Le Cimetière des bateaux sans nom emprunte à plusieurs styles. On a tantôt l'impression de se promener dans une Dan Brownerie quelconque avec un trésor jésuite et des méchants prêts à tout pour arriver à leurs fins (la preuve, ils tuent même un chien pour bien montrer qu'ils sont méchants). Puis le duo de la femme-fatale et du solitaire ténébreux un brin bagareur donne des airs de Sam Spade coupé à l'eau salée. Ce qui fait que la sauce prend, c'est qu'
Arturo Pérez-Reverte possède une réelle assise littéraire. Ce n'est pas un plumitif, c'est un écrivain. Son Coy n'est pas une coquille vide qui erre d'énigme en traquenard mais un marin hanté par une garce et par l'appel de la mer. le trésor est presque un McGuffin. C'est plus une histoire de nostalgie, le regret d'une époque perdue où la navigation se faisait au sextant et non avec un GPS. Une marine plus aventureuse, plus poétique. C'est du bon Thalassa en roman (et là, je ne suis pas sarcastique, pour une fois).

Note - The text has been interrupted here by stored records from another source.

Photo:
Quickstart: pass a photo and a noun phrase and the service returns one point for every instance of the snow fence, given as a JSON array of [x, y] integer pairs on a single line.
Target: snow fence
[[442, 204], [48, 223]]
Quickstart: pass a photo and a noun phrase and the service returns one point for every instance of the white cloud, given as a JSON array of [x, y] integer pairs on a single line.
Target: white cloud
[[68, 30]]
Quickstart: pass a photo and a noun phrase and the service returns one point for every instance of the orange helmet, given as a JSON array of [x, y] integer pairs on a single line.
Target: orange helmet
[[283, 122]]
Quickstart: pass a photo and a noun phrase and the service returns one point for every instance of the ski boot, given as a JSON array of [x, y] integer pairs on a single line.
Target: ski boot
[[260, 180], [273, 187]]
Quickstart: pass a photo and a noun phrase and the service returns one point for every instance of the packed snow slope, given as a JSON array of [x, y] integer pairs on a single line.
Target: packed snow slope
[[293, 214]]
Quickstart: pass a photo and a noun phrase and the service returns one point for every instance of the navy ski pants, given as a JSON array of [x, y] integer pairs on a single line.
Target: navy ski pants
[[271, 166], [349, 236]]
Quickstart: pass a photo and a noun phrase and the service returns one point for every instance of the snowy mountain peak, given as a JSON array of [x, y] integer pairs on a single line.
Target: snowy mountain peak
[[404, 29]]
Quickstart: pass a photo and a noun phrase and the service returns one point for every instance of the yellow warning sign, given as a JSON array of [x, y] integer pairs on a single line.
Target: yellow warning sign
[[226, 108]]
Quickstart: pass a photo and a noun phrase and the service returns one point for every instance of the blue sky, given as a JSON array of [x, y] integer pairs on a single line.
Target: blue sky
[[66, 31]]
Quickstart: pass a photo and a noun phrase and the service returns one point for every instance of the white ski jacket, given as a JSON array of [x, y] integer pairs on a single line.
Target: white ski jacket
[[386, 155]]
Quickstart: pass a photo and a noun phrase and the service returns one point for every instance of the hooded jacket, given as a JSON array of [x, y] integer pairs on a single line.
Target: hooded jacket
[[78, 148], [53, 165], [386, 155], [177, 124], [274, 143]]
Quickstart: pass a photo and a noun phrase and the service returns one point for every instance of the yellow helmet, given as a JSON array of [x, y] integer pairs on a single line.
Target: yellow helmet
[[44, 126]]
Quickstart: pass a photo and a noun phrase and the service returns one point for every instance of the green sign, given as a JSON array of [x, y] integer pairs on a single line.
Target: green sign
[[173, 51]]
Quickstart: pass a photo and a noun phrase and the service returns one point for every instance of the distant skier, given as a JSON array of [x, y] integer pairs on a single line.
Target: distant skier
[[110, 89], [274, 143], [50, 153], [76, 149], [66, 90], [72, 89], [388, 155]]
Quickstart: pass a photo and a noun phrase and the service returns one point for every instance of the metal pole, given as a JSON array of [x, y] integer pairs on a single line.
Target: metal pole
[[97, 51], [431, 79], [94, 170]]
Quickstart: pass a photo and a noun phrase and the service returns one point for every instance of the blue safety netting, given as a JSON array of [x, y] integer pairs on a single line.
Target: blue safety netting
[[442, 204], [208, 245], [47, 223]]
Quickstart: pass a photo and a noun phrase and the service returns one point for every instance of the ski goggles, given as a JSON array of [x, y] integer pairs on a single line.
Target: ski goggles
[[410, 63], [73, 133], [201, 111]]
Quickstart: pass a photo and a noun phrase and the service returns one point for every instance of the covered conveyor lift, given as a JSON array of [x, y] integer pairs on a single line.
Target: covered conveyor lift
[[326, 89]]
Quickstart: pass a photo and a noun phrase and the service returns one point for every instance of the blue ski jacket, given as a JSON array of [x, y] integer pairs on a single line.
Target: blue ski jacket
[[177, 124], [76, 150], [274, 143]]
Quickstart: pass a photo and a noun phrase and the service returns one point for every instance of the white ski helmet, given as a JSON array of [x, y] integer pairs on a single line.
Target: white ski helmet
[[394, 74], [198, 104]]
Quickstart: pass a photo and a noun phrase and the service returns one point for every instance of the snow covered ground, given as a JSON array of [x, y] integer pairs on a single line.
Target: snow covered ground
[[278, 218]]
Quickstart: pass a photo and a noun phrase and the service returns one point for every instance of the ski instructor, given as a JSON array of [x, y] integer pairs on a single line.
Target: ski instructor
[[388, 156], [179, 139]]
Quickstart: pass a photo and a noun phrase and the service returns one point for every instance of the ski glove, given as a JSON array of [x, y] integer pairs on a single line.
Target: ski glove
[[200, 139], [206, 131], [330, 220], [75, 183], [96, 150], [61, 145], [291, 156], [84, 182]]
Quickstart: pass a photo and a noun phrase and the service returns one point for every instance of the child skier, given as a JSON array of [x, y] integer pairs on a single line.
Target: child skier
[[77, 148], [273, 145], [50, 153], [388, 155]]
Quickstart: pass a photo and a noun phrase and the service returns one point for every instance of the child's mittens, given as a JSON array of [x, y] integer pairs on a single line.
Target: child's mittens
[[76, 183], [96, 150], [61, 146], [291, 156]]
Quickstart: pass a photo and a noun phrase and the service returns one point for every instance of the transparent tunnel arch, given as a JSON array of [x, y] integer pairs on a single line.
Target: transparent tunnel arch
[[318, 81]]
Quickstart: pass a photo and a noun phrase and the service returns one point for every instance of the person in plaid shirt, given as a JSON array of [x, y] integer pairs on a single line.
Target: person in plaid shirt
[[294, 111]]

Avec Corsaires du levant, je savais déjà qu'APR était passionné par la mer. Ce roman-là est la confirmation qu'il est dans le sillage d'un Melville ou d'un Verne. Comme toujours avec les romans marins, le vocabulaire est parfois vide de sens pour un marin d'eau douce comme moi, mais il participe à l'immersion. Mon seul regret est que de nombreux passages où les chercheurs de trésor imaginent la vie sur le bateau qu'ils recherchent auraient gagné à être de vrais passages narrés à la première personne par le capitaine ou un mousse. J'aurais adoré alterner entre l'histoire ancienne et la modernité de la chasse au trésor, un bon moyen d'accentuer le clivage entre les deux périodes.
Autre point d'agacement : la convention littéraire qui veut que les héros ténébreux et solitaire écoutent du jazz. Je n'en peux plus des mecs qui écoutent du Coltrane en regardant la lune et en ruminant le blues qui leur fend le coeur. C'est comme le cliché du gars intelligent qui joue aux échecs : ça devrait être punissable ce genre de procédé.
Le Cimetière des bateaux sans nom, donc. À lire en écoutant My lady blue d'Éric Serra. Ou pas.